Hmm ? Vous voulez connaître mon histoire ? Très bien, je vais satisfaire votre curiosité. Je suis née à Cardiff, en Angleterre. J'ai grandi là bas, au sein d'une famille aimante. Sofia, ma mère, était institutrice. Sven, mon père, était ingénieur en informatique. Ils se sont toujours pliés en quatre pour me rendre heureuse, pour m'aider à me sentir normale. Je suis née avec mes glandes à venin, un secret familial pesant. Quoi qu'il en soit, je consacrais mon temps libre à la famille, aux jeux vidéos et au full contact. Full contact, oui. Ça vous étonne ? Qu'une petite demoiselle comme moi ait pratiqué un sport de combat ? Et pourtant, j'étais une vraie brute. J'en suis toujours une, à ce qu'il paraît. Une bonne moitié des matchs auxquels j'ai participé se sont révélés être totalement inégaux : je massacrais ces pauvres filles sans leur laisser la moindre chance. Une vraie terreur. Je ne me retenais jamais et mes coups de pied étaient dévastateurs, à en croire mon entraîneur. Il se demandait souvent comment je pouvais mettre tant de force dans de si petites jambes. Mes parents, eux, étaient fiers de moi. Ils auraient préféré que j'aie une activité moins violente, que je sois plus féminine en général, mais ils n'ont jamais cessé de me soutenir dans mes choix. Ça me faisait plaisir, évidemment, mais je ne faisais pas ça pour eux. Si je me surpassais de la sorte, c'est parce qu'elle me regardait, parce qu'elle m'encourageait. Je ne pouvais pas me permettre de perdre devant elle. Au fond, je n'aimais pas spécialement le full contact. Si je m'entraînais tant, c'était dans le but secret de devenir assez forte pour la protéger.

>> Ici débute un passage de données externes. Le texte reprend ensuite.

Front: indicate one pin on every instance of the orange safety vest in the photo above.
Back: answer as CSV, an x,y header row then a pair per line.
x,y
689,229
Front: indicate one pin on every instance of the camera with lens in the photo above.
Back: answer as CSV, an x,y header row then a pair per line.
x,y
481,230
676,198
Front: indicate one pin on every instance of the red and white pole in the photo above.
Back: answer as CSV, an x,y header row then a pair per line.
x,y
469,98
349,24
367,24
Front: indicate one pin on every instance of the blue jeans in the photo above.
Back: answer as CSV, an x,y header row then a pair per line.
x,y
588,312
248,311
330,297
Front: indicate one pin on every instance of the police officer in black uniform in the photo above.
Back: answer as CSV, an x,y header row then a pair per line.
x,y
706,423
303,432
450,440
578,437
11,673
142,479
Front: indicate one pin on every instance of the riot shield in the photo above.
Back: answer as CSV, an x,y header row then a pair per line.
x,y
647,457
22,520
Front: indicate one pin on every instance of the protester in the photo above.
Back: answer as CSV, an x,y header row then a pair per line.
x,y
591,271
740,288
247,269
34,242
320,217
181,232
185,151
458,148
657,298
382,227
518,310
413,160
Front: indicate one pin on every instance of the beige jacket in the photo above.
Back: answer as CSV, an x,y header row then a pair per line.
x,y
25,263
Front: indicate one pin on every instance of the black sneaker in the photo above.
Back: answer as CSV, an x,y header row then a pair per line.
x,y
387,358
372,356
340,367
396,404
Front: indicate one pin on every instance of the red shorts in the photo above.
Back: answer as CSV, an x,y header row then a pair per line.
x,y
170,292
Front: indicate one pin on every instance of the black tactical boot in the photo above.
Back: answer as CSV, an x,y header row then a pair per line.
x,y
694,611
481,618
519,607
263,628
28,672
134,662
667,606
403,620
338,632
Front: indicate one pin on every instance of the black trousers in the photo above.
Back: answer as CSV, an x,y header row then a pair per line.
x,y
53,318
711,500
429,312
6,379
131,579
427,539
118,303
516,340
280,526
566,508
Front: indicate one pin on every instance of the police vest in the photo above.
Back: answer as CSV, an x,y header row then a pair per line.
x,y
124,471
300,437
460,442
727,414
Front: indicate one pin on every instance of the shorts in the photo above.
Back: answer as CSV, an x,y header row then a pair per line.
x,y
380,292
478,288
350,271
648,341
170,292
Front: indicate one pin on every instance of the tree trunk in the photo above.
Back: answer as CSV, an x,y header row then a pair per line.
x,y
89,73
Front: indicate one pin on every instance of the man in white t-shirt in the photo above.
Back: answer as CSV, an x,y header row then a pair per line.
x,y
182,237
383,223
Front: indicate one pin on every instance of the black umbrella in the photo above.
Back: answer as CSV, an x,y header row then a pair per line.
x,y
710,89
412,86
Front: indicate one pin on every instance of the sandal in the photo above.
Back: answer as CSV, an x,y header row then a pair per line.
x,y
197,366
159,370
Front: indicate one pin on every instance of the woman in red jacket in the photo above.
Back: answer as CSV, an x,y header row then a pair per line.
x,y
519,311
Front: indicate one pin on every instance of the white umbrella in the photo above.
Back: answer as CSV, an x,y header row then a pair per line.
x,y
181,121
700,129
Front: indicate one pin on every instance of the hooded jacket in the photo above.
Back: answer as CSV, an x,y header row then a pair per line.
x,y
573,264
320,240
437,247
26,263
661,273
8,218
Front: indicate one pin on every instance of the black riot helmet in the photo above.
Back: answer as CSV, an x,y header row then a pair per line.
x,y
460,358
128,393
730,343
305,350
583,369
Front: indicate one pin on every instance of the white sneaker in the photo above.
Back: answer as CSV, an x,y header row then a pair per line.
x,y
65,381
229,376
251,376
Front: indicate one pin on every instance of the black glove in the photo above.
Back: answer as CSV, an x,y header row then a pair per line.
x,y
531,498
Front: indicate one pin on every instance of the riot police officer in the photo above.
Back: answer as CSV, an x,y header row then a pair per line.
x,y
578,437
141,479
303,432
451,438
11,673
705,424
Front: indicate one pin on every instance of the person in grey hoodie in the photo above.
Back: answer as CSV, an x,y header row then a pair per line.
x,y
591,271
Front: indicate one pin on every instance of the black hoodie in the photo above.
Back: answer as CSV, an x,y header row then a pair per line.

Elle ? Sara. Une fille formidable. Une fille si belle et si douce. Une fille si gentille et si fragile. Une fille dont je suis tombée follement amoureuse. Ma grande sœur. Jugez-moi si vous voulez, je m'en fiche. Je ne m'attends pas à ce que vous me compreniez de toute manière. Je l'aimais à la folie. Je n'ai jamais osé le lui dire clairement mais je chérissais chacun de ces instants passés à ses côtés. Nous étions inséparables, nous nous soutenions mutuellement. Je me souviens encore de ces soirées d'été que nous passions sur la terrasse à observer les étoiles, à nous raconter tous nos secrets, à discuter de tout et de rien des heures durant. Il ne m'en fallait pas plus pour être heureuse. Je vivais sur un petit nuage et je croyais sincèrement que rien ne pourrait entacher mon bonheur. Quelle naïve je faisais.
Stanislas est entré dans nos vies et a détruit mon univers. Je me souviens encore du jour où Sara se confia à moi en affirmant avoir trouvé l'amour. J'ai cru à une mauvaise farce mais... elle semblait si heureuse... et... malheureusement, elle était sincère. Qu'est-ce qu'elle a bien pu lui trouver ? Abruti, niais, pleurnicheur, incapable... cet idiot a tous les défauts du monde. Il n'était pas assez bien pour elle. Il ne la méritait pas. Aujourd'hui encore, je me demande ce qui a bien pu la pousser dans ses bras en dehors de la pitié. Je le haïssais tellement. Je me montrais odieuse avec lui et ma sœur m'en voulait. Nous nous sommes mises à nous disputer à cause de lui. Elle le rejoignait chez lui des week-ends entiers et je ne le supportais pas, j'avais peur, je me faisais des films. Il s'invitait dans notre maison et toute la famille le trouvait charmant. Avant que je ne m'en rende compte, il m'avait remplacée. C'était lui, désormais, qui passait les soirées d'été aux côtés de ma sœur, à contempler les étoiles. J'en ai énormément souffert mais j'étais persuadée que Sara finirait par comprendre que son prince charmant n'était qu'un bon à rien. J'étais persuadée que leur couple ne tiendrait jamais le coup et qu'elle finirait par le larguer. Quelle naïve je faisais, vraiment.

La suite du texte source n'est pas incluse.